As a regular employee, you may find it tough to shift earnings from one year to the next. But there’s plenty you can do to manage the tax bill generated by your investments. The rest of this chapter is devoted to the three strategies you ought to focus on.
First, make the most of the tax-sheltered retirement accounts available to you. That will mean not only stashing as much money as possible in these accounts, but also carefully weighing whether to fund traditional or Roth retirement accounts.
Second, ponder which investments to hold in your retirement accounts and which in your regular taxable account. In all likelihood, you’ll want to use your retirement accounts to hold investments that would otherwise generate big annual tax bills, while keeping more tax-efficient investments in your taxable account.
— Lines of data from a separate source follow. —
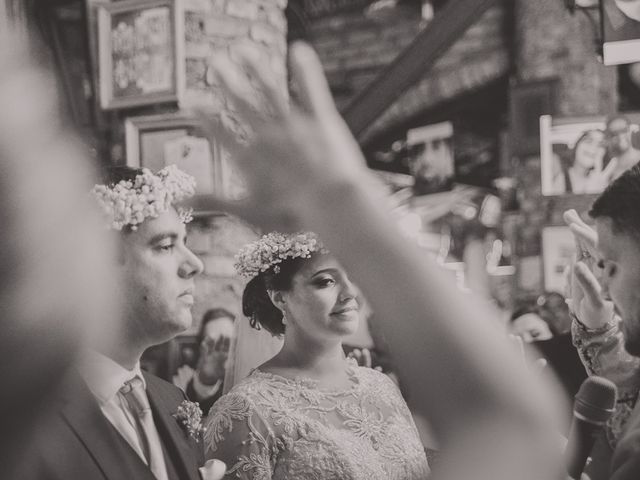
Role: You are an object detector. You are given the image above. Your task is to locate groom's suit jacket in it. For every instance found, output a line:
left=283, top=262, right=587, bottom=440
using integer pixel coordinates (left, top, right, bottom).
left=16, top=373, right=204, bottom=480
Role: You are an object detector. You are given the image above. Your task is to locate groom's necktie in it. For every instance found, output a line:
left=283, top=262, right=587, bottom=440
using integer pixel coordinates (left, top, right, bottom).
left=120, top=376, right=168, bottom=480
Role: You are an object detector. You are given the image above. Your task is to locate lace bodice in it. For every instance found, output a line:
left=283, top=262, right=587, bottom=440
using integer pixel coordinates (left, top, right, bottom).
left=205, top=366, right=429, bottom=480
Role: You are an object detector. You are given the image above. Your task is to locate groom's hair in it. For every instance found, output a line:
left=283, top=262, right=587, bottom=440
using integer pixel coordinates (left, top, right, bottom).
left=102, top=165, right=143, bottom=187
left=589, top=165, right=640, bottom=241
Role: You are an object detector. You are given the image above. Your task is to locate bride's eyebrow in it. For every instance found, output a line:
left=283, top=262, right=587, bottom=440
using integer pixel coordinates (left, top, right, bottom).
left=311, top=268, right=338, bottom=278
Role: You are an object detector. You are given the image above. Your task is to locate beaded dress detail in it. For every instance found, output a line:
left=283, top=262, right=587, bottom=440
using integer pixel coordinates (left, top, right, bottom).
left=205, top=366, right=429, bottom=480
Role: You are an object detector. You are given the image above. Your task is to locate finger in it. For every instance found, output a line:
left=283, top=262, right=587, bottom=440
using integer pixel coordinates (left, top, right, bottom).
left=569, top=223, right=598, bottom=250
left=239, top=52, right=288, bottom=118
left=289, top=42, right=336, bottom=117
left=362, top=348, right=371, bottom=368
left=562, top=208, right=588, bottom=231
left=562, top=263, right=573, bottom=298
left=574, top=262, right=603, bottom=308
left=533, top=358, right=548, bottom=373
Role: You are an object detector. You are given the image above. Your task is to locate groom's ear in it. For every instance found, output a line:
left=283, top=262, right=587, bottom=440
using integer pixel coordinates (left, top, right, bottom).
left=267, top=290, right=286, bottom=310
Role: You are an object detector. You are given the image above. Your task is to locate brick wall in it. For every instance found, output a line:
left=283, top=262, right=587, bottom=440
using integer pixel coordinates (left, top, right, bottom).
left=308, top=5, right=423, bottom=107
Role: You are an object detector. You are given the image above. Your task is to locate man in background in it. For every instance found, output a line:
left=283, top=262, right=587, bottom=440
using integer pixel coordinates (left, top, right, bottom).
left=173, top=308, right=235, bottom=415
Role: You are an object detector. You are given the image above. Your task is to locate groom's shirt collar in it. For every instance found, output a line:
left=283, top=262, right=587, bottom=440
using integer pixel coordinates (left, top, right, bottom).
left=80, top=350, right=147, bottom=405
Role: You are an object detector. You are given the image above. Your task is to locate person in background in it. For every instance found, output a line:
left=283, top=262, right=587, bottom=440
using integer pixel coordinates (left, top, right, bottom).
left=173, top=308, right=235, bottom=415
left=606, top=115, right=640, bottom=182
left=565, top=176, right=640, bottom=480
left=509, top=305, right=553, bottom=343
left=0, top=30, right=118, bottom=479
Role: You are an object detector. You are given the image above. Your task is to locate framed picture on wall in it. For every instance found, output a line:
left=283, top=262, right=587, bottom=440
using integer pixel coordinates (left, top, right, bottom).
left=125, top=112, right=224, bottom=214
left=98, top=0, right=185, bottom=109
left=540, top=112, right=640, bottom=195
left=542, top=226, right=576, bottom=293
left=599, top=0, right=640, bottom=65
left=509, top=78, right=558, bottom=156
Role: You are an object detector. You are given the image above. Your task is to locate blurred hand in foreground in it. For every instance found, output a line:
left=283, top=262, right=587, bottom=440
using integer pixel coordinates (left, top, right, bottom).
left=564, top=210, right=614, bottom=329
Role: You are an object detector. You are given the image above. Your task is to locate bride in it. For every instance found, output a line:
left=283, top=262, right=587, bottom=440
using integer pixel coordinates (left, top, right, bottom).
left=205, top=233, right=429, bottom=480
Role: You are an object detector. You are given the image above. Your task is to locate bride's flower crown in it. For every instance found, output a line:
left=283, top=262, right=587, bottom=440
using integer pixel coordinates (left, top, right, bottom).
left=91, top=165, right=196, bottom=230
left=234, top=232, right=329, bottom=278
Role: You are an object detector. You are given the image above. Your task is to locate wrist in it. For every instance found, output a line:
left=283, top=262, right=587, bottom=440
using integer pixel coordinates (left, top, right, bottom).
left=193, top=375, right=222, bottom=400
left=569, top=311, right=615, bottom=333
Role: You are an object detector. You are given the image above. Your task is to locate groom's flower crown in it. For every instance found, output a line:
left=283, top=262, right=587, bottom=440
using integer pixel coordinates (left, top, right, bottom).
left=91, top=165, right=196, bottom=230
left=234, top=232, right=329, bottom=278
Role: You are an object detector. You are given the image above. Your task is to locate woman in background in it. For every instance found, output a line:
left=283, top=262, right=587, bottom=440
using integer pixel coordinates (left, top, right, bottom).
left=553, top=130, right=609, bottom=193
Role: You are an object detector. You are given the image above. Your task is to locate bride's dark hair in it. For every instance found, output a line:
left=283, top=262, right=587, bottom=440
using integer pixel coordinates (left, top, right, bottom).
left=242, top=254, right=317, bottom=336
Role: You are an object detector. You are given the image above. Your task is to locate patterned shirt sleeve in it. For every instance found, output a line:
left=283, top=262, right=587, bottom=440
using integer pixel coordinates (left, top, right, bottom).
left=205, top=392, right=278, bottom=480
left=571, top=316, right=640, bottom=448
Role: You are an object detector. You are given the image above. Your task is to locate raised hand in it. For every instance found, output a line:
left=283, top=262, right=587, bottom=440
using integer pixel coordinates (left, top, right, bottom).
left=190, top=43, right=367, bottom=231
left=564, top=210, right=614, bottom=329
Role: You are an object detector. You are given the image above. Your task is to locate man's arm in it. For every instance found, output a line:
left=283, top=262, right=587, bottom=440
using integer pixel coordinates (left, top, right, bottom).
left=571, top=316, right=640, bottom=448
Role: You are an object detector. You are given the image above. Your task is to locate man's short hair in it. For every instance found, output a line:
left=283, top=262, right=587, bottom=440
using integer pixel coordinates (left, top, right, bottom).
left=198, top=307, right=236, bottom=345
left=101, top=165, right=143, bottom=186
left=589, top=165, right=640, bottom=240
left=606, top=113, right=631, bottom=129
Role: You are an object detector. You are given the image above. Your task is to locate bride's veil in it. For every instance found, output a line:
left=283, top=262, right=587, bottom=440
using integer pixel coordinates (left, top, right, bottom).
left=223, top=316, right=282, bottom=393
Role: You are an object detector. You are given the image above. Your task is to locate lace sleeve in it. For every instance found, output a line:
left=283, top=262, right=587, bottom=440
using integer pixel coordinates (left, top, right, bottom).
left=204, top=392, right=278, bottom=480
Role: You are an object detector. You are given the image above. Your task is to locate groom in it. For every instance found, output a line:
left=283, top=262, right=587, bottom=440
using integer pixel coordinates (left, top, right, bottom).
left=18, top=166, right=204, bottom=480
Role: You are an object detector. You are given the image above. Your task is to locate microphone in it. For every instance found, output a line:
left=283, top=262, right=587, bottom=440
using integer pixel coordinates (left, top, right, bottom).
left=566, top=376, right=617, bottom=480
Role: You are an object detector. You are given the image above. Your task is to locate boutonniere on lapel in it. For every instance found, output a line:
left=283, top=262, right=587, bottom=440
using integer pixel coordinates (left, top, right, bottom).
left=173, top=400, right=204, bottom=442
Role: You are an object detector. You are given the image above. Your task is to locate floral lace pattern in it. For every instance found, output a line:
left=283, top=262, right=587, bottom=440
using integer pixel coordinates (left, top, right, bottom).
left=205, top=367, right=429, bottom=480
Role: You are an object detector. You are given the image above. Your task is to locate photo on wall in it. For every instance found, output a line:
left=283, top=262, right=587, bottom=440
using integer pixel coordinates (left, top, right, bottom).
left=600, top=0, right=640, bottom=65
left=407, top=122, right=455, bottom=195
left=540, top=112, right=640, bottom=195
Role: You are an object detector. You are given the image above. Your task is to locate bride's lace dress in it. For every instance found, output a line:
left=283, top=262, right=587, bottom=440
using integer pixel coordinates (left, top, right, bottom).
left=205, top=366, right=429, bottom=480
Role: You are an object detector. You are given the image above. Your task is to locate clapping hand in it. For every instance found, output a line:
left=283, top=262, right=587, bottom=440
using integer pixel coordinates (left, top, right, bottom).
left=347, top=348, right=382, bottom=372
left=564, top=210, right=614, bottom=329
left=194, top=43, right=368, bottom=231
left=196, top=335, right=231, bottom=385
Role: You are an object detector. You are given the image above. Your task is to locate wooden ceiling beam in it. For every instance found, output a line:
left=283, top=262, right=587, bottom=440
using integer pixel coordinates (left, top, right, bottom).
left=342, top=0, right=501, bottom=139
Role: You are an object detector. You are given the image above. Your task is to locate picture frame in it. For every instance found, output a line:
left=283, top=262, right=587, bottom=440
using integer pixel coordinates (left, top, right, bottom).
left=97, top=0, right=185, bottom=110
left=125, top=112, right=224, bottom=215
left=540, top=112, right=640, bottom=196
left=509, top=77, right=558, bottom=157
left=541, top=225, right=576, bottom=294
left=407, top=122, right=455, bottom=195
left=599, top=0, right=640, bottom=65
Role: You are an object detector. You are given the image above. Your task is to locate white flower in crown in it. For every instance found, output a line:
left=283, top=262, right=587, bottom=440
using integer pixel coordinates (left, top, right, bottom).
left=234, top=232, right=329, bottom=278
left=91, top=165, right=196, bottom=230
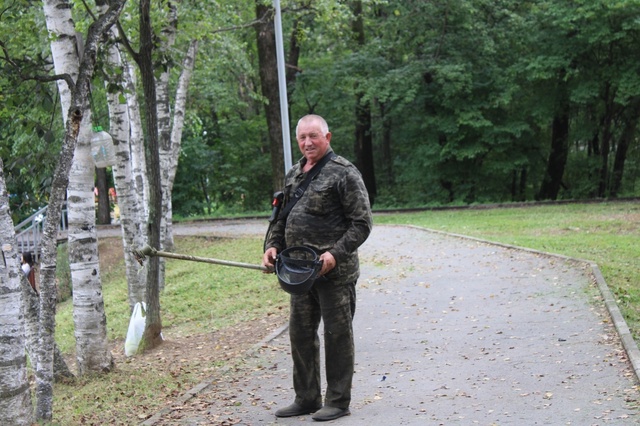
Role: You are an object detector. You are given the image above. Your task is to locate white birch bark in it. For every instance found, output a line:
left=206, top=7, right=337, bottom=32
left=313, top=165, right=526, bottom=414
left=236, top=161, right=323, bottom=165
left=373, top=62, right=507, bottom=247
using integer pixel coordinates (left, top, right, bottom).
left=41, top=0, right=113, bottom=375
left=98, top=5, right=146, bottom=310
left=0, top=159, right=34, bottom=425
left=160, top=40, right=198, bottom=248
left=156, top=3, right=178, bottom=291
left=120, top=62, right=149, bottom=223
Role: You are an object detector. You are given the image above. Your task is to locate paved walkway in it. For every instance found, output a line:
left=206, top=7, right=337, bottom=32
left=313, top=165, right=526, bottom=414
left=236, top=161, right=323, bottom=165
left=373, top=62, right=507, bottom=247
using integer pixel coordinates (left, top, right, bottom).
left=139, top=224, right=640, bottom=426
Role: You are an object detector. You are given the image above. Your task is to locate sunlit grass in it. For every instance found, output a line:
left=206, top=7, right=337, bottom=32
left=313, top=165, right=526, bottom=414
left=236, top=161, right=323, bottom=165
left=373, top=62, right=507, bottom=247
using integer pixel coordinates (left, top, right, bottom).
left=375, top=201, right=640, bottom=341
left=54, top=237, right=288, bottom=425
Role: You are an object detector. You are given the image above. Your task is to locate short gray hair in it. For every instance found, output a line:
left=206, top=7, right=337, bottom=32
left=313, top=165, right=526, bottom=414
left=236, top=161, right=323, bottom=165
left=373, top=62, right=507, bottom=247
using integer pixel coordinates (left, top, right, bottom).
left=296, top=114, right=329, bottom=136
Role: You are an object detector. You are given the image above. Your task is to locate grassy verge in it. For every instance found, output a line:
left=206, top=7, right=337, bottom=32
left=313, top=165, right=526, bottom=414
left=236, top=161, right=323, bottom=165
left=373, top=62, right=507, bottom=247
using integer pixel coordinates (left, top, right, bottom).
left=54, top=237, right=288, bottom=425
left=54, top=202, right=640, bottom=425
left=376, top=202, right=640, bottom=341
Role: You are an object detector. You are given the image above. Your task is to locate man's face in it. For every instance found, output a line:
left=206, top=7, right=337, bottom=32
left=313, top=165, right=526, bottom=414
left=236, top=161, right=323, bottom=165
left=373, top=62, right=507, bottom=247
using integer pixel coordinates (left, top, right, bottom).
left=296, top=119, right=331, bottom=164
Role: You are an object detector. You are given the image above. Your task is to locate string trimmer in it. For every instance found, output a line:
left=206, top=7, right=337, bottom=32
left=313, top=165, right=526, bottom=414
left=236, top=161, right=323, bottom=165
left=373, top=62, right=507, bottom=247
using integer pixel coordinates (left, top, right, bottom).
left=131, top=246, right=273, bottom=272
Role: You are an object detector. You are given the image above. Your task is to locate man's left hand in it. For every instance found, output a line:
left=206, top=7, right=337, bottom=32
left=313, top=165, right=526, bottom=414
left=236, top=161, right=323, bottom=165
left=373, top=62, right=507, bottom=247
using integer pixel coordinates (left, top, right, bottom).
left=319, top=251, right=336, bottom=276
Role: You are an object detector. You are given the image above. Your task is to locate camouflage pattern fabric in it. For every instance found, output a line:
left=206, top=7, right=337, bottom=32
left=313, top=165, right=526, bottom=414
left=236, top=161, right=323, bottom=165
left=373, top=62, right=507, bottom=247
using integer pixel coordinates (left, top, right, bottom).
left=266, top=149, right=372, bottom=283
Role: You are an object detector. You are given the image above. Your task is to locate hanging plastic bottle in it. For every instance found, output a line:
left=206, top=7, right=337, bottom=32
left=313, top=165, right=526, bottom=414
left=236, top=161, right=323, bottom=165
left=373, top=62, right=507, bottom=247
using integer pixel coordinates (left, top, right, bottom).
left=91, top=126, right=116, bottom=168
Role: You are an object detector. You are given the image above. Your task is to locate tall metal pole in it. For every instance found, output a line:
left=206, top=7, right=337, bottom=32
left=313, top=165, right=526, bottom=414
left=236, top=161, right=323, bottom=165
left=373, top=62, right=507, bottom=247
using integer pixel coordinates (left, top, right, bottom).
left=273, top=0, right=292, bottom=174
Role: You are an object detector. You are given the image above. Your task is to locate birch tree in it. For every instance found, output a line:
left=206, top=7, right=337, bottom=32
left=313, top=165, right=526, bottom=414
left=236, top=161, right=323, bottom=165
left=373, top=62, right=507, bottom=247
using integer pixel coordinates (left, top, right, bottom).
left=0, top=159, right=33, bottom=425
left=160, top=40, right=198, bottom=250
left=36, top=0, right=126, bottom=421
left=96, top=0, right=146, bottom=309
left=44, top=0, right=113, bottom=375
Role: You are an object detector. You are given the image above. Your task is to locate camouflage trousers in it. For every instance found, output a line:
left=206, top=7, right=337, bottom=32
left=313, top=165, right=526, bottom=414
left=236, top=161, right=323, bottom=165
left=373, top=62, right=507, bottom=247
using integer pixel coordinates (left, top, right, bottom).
left=289, top=279, right=356, bottom=408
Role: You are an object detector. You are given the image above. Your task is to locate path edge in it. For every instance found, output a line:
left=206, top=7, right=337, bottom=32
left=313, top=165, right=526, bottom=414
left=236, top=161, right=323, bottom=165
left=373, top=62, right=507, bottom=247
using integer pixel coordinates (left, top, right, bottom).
left=402, top=225, right=640, bottom=381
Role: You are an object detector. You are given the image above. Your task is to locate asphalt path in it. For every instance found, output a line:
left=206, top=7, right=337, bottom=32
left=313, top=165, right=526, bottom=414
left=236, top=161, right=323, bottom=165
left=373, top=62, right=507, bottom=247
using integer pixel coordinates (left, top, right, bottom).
left=127, top=220, right=640, bottom=425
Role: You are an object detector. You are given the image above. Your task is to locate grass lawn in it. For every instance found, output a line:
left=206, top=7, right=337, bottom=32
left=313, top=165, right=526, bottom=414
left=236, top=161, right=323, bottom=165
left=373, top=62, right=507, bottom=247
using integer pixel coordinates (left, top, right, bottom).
left=375, top=201, right=640, bottom=341
left=54, top=202, right=640, bottom=425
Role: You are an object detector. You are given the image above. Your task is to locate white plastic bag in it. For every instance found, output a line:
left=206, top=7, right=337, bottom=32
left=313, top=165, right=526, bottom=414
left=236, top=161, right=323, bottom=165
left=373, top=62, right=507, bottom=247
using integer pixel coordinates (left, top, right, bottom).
left=124, top=302, right=147, bottom=356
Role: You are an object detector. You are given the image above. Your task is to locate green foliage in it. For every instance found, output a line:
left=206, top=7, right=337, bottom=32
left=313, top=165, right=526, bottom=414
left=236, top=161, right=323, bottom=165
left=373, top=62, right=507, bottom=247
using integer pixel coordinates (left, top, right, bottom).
left=56, top=243, right=73, bottom=303
left=0, top=0, right=640, bottom=219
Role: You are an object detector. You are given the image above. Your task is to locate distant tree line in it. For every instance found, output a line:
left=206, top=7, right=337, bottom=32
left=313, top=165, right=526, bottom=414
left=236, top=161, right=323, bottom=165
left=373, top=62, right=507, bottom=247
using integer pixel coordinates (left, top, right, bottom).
left=0, top=0, right=640, bottom=223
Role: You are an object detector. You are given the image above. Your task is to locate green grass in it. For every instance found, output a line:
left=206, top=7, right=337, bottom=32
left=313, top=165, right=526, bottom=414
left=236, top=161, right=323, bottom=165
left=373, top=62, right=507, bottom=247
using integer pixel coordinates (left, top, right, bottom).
left=54, top=237, right=288, bottom=425
left=54, top=202, right=640, bottom=425
left=375, top=201, right=640, bottom=341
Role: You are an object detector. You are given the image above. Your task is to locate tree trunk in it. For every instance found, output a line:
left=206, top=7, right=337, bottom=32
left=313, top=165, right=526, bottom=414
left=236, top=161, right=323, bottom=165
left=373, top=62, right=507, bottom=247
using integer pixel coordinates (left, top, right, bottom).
left=21, top=274, right=75, bottom=382
left=597, top=83, right=614, bottom=198
left=96, top=167, right=113, bottom=225
left=96, top=0, right=146, bottom=310
left=0, top=159, right=33, bottom=425
left=45, top=0, right=113, bottom=375
left=536, top=77, right=569, bottom=200
left=120, top=62, right=149, bottom=226
left=256, top=0, right=284, bottom=191
left=136, top=0, right=162, bottom=350
left=156, top=2, right=178, bottom=291
left=378, top=103, right=394, bottom=186
left=609, top=99, right=640, bottom=198
left=162, top=40, right=198, bottom=250
left=36, top=0, right=125, bottom=422
left=353, top=1, right=377, bottom=205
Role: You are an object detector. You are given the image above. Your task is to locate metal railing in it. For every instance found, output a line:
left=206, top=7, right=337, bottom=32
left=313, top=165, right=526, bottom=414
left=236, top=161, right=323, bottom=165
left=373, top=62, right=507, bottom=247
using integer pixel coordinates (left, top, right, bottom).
left=14, top=205, right=67, bottom=261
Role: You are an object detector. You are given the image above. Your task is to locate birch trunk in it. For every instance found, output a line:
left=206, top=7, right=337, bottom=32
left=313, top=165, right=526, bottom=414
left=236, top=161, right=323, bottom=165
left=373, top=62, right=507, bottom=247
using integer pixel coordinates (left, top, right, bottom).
left=161, top=40, right=198, bottom=249
left=120, top=62, right=149, bottom=226
left=156, top=3, right=178, bottom=291
left=45, top=0, right=113, bottom=375
left=96, top=2, right=146, bottom=310
left=21, top=280, right=75, bottom=382
left=36, top=0, right=126, bottom=422
left=0, top=159, right=33, bottom=425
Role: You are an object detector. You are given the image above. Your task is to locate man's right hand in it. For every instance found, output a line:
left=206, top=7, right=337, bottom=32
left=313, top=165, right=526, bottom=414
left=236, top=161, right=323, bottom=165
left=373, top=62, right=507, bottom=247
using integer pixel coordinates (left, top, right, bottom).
left=262, top=247, right=278, bottom=273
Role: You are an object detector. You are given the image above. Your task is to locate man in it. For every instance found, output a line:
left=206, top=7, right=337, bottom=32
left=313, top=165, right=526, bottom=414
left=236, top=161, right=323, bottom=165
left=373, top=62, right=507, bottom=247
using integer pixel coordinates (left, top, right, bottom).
left=262, top=115, right=372, bottom=421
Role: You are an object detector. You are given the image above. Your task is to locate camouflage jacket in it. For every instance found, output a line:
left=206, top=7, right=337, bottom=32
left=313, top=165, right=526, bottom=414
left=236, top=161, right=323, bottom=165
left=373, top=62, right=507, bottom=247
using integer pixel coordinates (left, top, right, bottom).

Third, seize the opportunity offered by years when your income is relatively low. Those low-income years may allow you to generate additional taxable income, while still paying taxes at a relatively low rate. To that end, you might sell stocks with large unrealized capital gains that you no longer want to hold or perhaps convert part of your traditional IRA to a Roth IRA.
Our Humble Opinion: Investors spend hours picking investments, while paying scant attention to taxes and investment costs. But the fact is, when you buy an investment, you never know whether you have yourself a winner. By contrast, managing your tax bill and holding down investment costs are two surefire ways to improve your portfolio’s performance.